Description:   Draft letter in Locke’s hand to Carey Mordaunt, Countess of Peterborough, giving advice on the education of her son. The draft is endorsed “Education 97 To the Countesse of Peterborow.”

Publications:

  1. [extracts] The life of John Locke : with extracts from his correspondence, journals and common-place books / by Lord King. – London : H. Colburn, 1829. – pp. 5-6.
  2. The educational writings of John Locke : a critical edition / with introduction and notes by James L. Axtell. – Cambridge : University Press, 1968. – pp. 393-396. [Locke #562]
  3. The correspondence of John Locke / edited by E.S. de Beer. – Oxford : Clarendon Press, 1976-89. – vol. 6:212-216 [Locke #847, letter 2320]
  4. Selected correspondence / John Locke ; edited by Mark Goldie from the Clarendon edition by E.S. de Beer. – Oxford : Oxford University Press, 2002. – pp. 251-254.

Discussions:   Axtell, publication #2 above, pp. 392-393; De Beer, publication #3 above, vol. 6:211; Yolton & Yolton (ed.), Some thoughts concerning education (1989), p. 68.

Prophetia   (1697)

Location:   Adversaria 1661, pp. 318-319.

Description:   A note with the marginal caption “Prophetia” and dated [16]97. The hand is that of Timothy Kiplin and is not signed by Locke.

Publications:   None

Spirit, soul, and body   [1697 or later]

Location:   Bodleian Library, MS. Locke c. 27, ff. 131-137.

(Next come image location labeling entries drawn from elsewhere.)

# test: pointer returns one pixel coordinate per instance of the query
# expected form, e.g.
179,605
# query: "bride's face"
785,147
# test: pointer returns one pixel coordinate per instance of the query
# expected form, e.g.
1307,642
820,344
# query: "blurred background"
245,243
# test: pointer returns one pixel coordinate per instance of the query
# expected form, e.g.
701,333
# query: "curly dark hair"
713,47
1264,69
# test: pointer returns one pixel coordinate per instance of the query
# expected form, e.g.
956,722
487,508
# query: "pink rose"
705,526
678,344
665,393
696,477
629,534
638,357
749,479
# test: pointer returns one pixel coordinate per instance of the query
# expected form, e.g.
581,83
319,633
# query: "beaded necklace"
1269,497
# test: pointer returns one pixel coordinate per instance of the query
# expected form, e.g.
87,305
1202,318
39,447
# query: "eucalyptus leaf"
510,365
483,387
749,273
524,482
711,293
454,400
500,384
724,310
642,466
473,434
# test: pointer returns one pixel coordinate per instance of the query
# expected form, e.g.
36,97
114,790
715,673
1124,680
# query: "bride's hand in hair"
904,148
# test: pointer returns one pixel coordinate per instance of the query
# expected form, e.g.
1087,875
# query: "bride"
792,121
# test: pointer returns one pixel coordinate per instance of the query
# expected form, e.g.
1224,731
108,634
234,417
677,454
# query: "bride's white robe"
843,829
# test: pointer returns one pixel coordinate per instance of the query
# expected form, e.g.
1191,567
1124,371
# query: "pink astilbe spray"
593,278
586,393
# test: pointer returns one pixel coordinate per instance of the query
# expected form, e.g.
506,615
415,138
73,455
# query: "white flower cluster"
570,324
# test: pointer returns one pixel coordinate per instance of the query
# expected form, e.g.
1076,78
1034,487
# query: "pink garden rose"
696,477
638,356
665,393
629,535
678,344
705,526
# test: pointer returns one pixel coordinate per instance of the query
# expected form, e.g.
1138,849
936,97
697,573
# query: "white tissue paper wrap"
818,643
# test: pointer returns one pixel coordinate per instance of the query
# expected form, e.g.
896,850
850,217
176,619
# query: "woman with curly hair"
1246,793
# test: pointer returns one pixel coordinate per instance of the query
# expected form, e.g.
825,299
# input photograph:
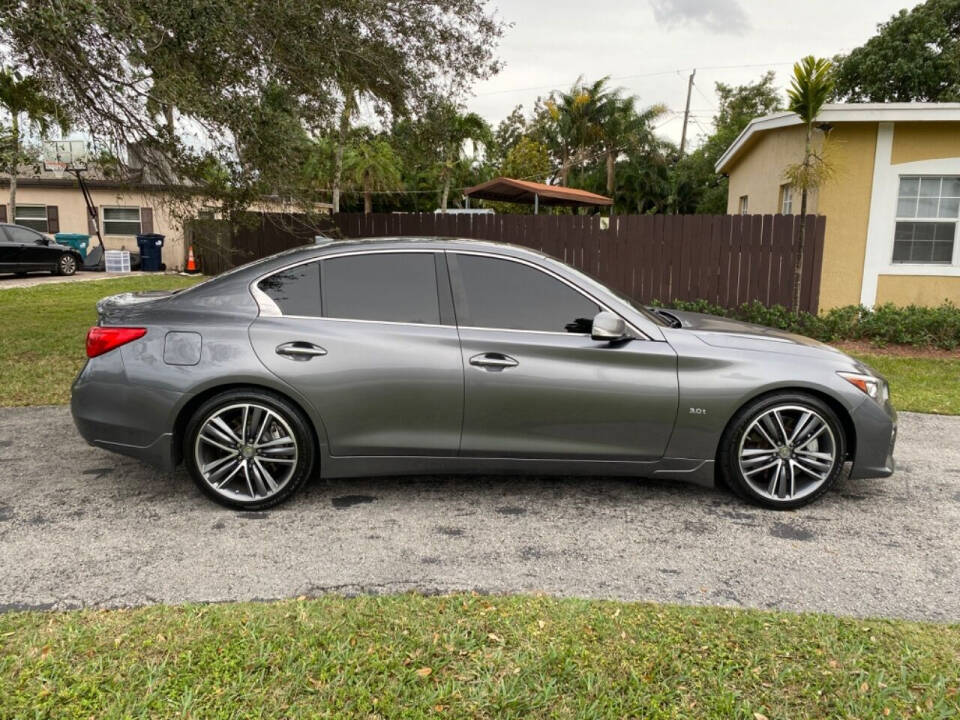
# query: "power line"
677,71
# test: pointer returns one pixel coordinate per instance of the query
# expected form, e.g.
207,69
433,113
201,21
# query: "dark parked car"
403,356
24,250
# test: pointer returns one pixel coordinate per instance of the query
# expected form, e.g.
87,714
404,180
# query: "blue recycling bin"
151,247
78,241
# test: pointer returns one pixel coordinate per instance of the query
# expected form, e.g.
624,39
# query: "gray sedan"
407,356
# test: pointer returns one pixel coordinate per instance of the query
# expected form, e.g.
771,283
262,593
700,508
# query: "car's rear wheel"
66,265
783,451
248,449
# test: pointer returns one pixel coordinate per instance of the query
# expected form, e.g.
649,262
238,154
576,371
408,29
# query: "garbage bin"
78,241
150,245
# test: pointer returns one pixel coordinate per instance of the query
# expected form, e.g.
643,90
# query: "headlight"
872,386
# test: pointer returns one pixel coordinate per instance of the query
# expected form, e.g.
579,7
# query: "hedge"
882,325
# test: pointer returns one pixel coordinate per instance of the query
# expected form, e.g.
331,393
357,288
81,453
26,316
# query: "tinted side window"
21,234
509,295
391,287
296,290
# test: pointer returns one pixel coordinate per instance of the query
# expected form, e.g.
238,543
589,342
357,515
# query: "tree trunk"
341,143
446,192
801,234
14,166
611,172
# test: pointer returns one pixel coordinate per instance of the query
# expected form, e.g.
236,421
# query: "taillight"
105,339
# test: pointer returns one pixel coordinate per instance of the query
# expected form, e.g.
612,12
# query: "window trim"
268,308
104,221
46,217
897,218
455,279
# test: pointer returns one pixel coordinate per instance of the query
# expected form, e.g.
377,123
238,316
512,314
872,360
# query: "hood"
724,332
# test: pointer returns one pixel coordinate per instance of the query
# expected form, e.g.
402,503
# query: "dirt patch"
864,347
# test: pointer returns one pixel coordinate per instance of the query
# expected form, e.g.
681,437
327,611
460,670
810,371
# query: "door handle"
496,361
300,350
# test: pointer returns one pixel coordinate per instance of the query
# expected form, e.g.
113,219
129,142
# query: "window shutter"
146,220
53,219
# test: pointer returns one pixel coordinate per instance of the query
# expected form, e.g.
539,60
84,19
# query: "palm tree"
809,90
576,117
622,128
458,129
24,98
373,166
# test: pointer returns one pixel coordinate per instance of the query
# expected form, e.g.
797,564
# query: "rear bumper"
111,413
876,429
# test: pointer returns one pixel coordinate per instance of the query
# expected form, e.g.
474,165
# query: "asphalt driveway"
82,527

Description:   Miscellaneous undated notes by Locke on the concepts of spirit, soul, and body in the New Testament, relating to the interpretation of 1 Thessalonians V.23, to which Locke refers in the Preface to his Paraphrase and notes on the Epistles of St. Paul. The captions “Spirit, Soule, and body” and/or “1 Thess. V.23” appear on several pages of the manuscript. Some of the notes consist of lists of passages in the New Testament (ff. 134-136).

Publications:

  1. [ff. 131-134r only:] “Testi teologico-filosofici lockiani dal MS. Locke c.27 della Lovelace Collection” / a cura di Mario Sina. // IN: Rivista di filosofia neo-scolastica. – 64 (1972):405-408.
  2. [ff. 131-134r only:] A paraphrase and notes on the Epistles of St Paul to the Galatians, 1 and 2 Corinthians, Romans, Ephesians / John Locke ; edited by Arthur W. Wainwright. – Oxford : Clarendon Press, 1987. – (The Clarendon edition of the works of John Locke). – vol. 2:675-678. [Locke #720]

Discussions:   Sina, publication #1 above, pp. 403-405; Wainwright, publication #2 above, p. 675.